Q: So you don’t think that the voters, even though they’ve said they support charging millionaires an additional 3% for property tax relief, you don’t think that they’re going to support an ultimate constitutional amendment?
Curran: There was no campaign around… Look, those three measures were put on the ballot to crowd out any citizen ballot initiative. Let’s be honest about what was going on there. There was a citizen ballot initiative going on in the state of Illinois. They didn’t want it to make it to the ballot, so they crowded it out with three spots. It’s great to get feedback from the public. That’s fantastic. But likely a different result when you actually put some campaigning and education behind it.
- Google Is Your Friend - Tuesday, Nov 12, 24 @ 1:27 pm:
John Curran, standing athwart yelling to voters, “you don’t matter.”
- Techie - Tuesday, Nov 12, 24 @ 1:41 pm:
“But likely a different result when you actually put some campaigning and education behind it.”
“Education” ie once we propagandize the public with misleading content from the rich, I’m sure the plebes will change their minds.
- Sterling - Tuesday, Nov 12, 24 @ 1:46 pm:
“There was no campaign around…” Please finish that thought, Senator. No astroturfed anti-campaign funded by a billionaire who ended up moving to Florida anyway?
- Donnie Elgin - Tuesday, Nov 12, 24 @ 1:49 pm:
Curran is correct here
“Look, those three measures were put on the ballot to crowd out any citizen ballot initiative”
And to fix the “projected $3.16 billion deficit in the coming fiscal year, which begins July 1″ the Dems are free to use their supermajority to raise the flat income tax.

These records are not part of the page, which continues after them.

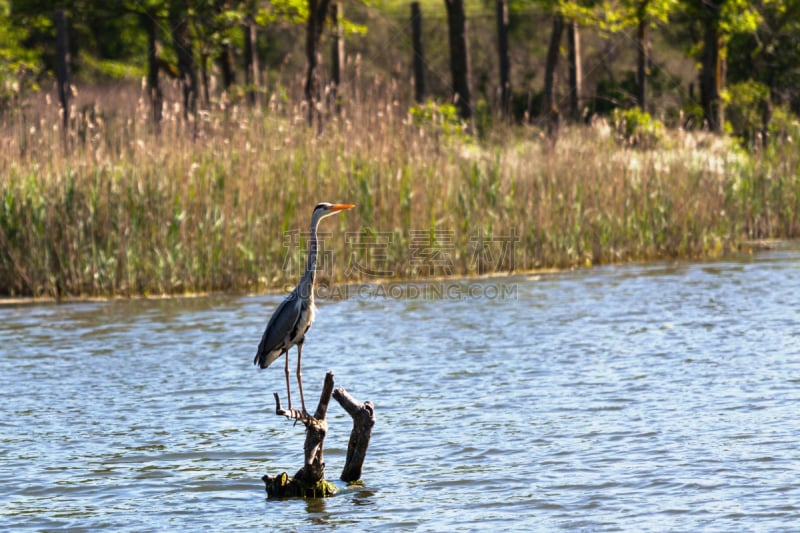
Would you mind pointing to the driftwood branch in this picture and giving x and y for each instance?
(309, 481)
(363, 415)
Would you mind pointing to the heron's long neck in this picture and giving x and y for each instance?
(307, 282)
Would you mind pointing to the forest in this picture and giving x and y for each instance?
(145, 139)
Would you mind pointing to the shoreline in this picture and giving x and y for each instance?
(747, 247)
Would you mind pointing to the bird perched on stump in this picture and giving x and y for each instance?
(292, 319)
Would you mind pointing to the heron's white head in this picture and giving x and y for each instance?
(326, 209)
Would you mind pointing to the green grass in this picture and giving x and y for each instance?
(128, 212)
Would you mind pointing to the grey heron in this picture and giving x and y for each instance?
(293, 317)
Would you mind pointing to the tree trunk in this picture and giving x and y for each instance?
(459, 58)
(183, 50)
(204, 78)
(153, 87)
(337, 54)
(317, 11)
(250, 60)
(504, 61)
(712, 75)
(643, 42)
(309, 481)
(62, 68)
(226, 64)
(575, 71)
(550, 110)
(419, 53)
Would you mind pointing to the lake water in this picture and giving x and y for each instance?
(642, 397)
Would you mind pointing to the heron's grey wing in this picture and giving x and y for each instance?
(280, 325)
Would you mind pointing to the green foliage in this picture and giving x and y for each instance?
(638, 128)
(442, 118)
(746, 104)
(19, 65)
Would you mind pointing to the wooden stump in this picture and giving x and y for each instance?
(309, 481)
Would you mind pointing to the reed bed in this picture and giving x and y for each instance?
(222, 203)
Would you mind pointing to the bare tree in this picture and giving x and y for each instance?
(459, 57)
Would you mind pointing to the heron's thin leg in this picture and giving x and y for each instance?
(300, 375)
(288, 391)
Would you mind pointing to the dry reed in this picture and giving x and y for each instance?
(221, 202)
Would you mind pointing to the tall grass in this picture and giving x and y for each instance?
(223, 203)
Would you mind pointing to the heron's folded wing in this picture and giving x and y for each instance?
(280, 325)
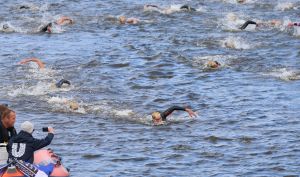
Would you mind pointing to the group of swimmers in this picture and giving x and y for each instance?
(157, 117)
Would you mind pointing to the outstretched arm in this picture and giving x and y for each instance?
(64, 20)
(36, 60)
(169, 111)
(244, 26)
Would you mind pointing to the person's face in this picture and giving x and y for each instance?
(10, 120)
(49, 30)
(156, 119)
(122, 20)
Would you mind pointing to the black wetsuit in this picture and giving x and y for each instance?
(169, 111)
(23, 145)
(61, 82)
(187, 7)
(244, 26)
(45, 28)
(6, 133)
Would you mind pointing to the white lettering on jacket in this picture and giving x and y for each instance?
(18, 149)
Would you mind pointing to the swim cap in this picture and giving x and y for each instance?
(155, 115)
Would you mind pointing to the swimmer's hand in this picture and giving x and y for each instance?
(191, 113)
(244, 26)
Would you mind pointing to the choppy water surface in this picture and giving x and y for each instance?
(248, 122)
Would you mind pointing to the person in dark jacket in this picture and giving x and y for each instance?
(8, 119)
(159, 118)
(23, 145)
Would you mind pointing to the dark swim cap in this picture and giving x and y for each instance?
(187, 7)
(44, 29)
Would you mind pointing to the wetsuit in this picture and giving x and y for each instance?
(61, 82)
(296, 24)
(45, 29)
(244, 26)
(6, 133)
(169, 111)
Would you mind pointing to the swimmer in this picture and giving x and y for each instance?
(47, 28)
(168, 10)
(241, 1)
(36, 60)
(24, 7)
(72, 104)
(159, 118)
(61, 21)
(64, 21)
(187, 8)
(213, 64)
(123, 20)
(61, 82)
(271, 23)
(291, 24)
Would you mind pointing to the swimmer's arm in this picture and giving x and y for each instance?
(293, 24)
(244, 26)
(63, 19)
(169, 111)
(37, 61)
(61, 82)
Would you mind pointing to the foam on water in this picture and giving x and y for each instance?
(283, 6)
(61, 104)
(296, 31)
(285, 74)
(233, 22)
(240, 2)
(201, 61)
(41, 88)
(236, 43)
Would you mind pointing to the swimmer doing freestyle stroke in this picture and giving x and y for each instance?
(159, 118)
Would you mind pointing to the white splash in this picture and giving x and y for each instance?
(285, 6)
(240, 1)
(235, 43)
(232, 22)
(41, 88)
(62, 104)
(285, 74)
(123, 113)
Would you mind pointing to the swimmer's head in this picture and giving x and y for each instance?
(187, 7)
(47, 28)
(231, 17)
(213, 64)
(122, 19)
(156, 117)
(241, 1)
(150, 5)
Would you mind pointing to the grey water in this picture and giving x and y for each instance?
(248, 120)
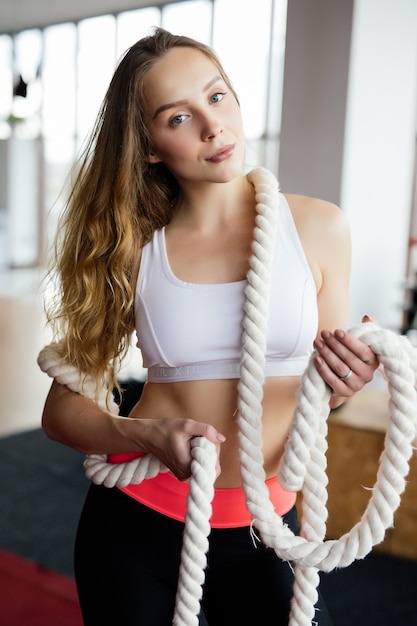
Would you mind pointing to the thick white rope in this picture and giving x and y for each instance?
(303, 466)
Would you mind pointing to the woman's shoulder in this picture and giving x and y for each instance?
(315, 213)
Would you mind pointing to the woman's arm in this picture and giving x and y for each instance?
(325, 234)
(79, 423)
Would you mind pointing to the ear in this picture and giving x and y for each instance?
(153, 158)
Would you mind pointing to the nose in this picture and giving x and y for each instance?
(211, 128)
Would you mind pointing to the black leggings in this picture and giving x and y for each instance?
(127, 558)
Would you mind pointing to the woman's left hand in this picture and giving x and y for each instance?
(344, 362)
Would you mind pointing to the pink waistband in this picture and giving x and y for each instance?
(168, 495)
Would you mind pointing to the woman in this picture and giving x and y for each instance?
(162, 187)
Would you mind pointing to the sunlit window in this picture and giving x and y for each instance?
(133, 25)
(27, 89)
(95, 66)
(52, 81)
(6, 84)
(193, 19)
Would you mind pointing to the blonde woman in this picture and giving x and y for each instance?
(156, 239)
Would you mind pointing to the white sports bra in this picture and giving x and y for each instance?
(189, 331)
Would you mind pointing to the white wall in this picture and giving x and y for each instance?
(377, 176)
(17, 15)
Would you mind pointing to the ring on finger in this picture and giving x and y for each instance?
(347, 376)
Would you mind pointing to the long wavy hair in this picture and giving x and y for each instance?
(116, 202)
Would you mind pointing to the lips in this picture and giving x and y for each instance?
(222, 154)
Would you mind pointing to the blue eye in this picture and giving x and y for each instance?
(177, 120)
(217, 97)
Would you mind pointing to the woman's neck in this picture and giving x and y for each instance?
(213, 205)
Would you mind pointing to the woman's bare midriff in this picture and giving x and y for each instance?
(215, 402)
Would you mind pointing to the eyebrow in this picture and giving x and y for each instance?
(176, 103)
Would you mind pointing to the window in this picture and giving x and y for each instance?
(59, 77)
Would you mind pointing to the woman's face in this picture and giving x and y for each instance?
(194, 120)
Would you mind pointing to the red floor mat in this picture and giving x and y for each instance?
(34, 595)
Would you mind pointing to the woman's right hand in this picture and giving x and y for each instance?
(79, 423)
(169, 439)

- Dupage - Tuesday, Nov 12, 24 @ 2:02 pm:
The problem I see is there is no language showing how much of the new tax money would be used to lower property taxes. Local taxes could be raised before or after the increased income tax money is distributed.
- City Zen - Tuesday, Nov 12, 24 @ 2:31 pm:
The same non-binding ballot measure got 60% 10 years ago. And yet…

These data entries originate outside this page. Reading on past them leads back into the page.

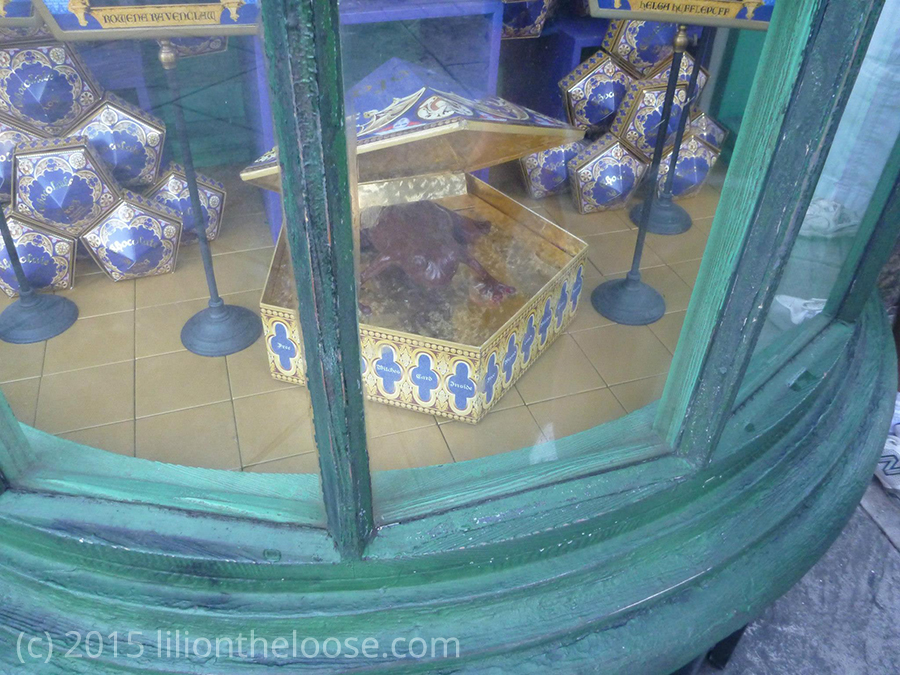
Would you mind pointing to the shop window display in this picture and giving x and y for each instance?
(530, 217)
(98, 204)
(357, 313)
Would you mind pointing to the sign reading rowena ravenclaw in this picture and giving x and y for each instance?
(737, 13)
(105, 19)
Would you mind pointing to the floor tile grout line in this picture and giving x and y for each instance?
(567, 395)
(585, 354)
(190, 407)
(87, 428)
(134, 376)
(37, 401)
(237, 431)
(278, 459)
(447, 443)
(543, 436)
(83, 368)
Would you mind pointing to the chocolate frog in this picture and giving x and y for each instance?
(428, 242)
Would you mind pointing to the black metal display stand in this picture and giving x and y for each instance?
(34, 317)
(630, 301)
(667, 217)
(219, 329)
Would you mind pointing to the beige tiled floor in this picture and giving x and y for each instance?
(121, 380)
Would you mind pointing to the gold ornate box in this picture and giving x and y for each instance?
(281, 321)
(438, 350)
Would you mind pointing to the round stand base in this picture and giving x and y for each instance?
(628, 301)
(219, 331)
(40, 318)
(666, 217)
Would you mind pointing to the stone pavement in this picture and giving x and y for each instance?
(843, 617)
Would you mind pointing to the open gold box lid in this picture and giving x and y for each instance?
(409, 122)
(443, 350)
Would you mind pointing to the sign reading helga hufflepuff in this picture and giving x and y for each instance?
(754, 14)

All Pat did was muddy the waters if JB floats a progressive income tax as an option to balance the budget instead of a flat tax increase. Everyone’s going to expect a property tax refund.
- Sue - Tuesday, Nov 12, 24 @ 2:49 pm:
The Democrats who have run the State with their super majorities routinely find new ways to spend whatever new revenues they can find( look at the Covid monies)- anyone believing this time will be different are very naive- he only thing a millionaires tax will accomplish is the State will have fewer of them
- Excitable Boy - Tuesday, Nov 12, 24 @ 3:07 pm:
- Look, those three measures were put on the ballot to crowd out any citizen ballot initiative. -
So? It had extremely clear language unlike the last one, and voters supported it. It doesn’t matter that you didn’t want it on the ballot.
- Carpe GM - Tuesday, Nov 12, 24 @ 3:50 pm:
==All Pat did==
He didn’t put the question on the ballot. He advocated for it once it was there - and most voters agreed with him. Your attempts at degradation and dismissiveness are weak.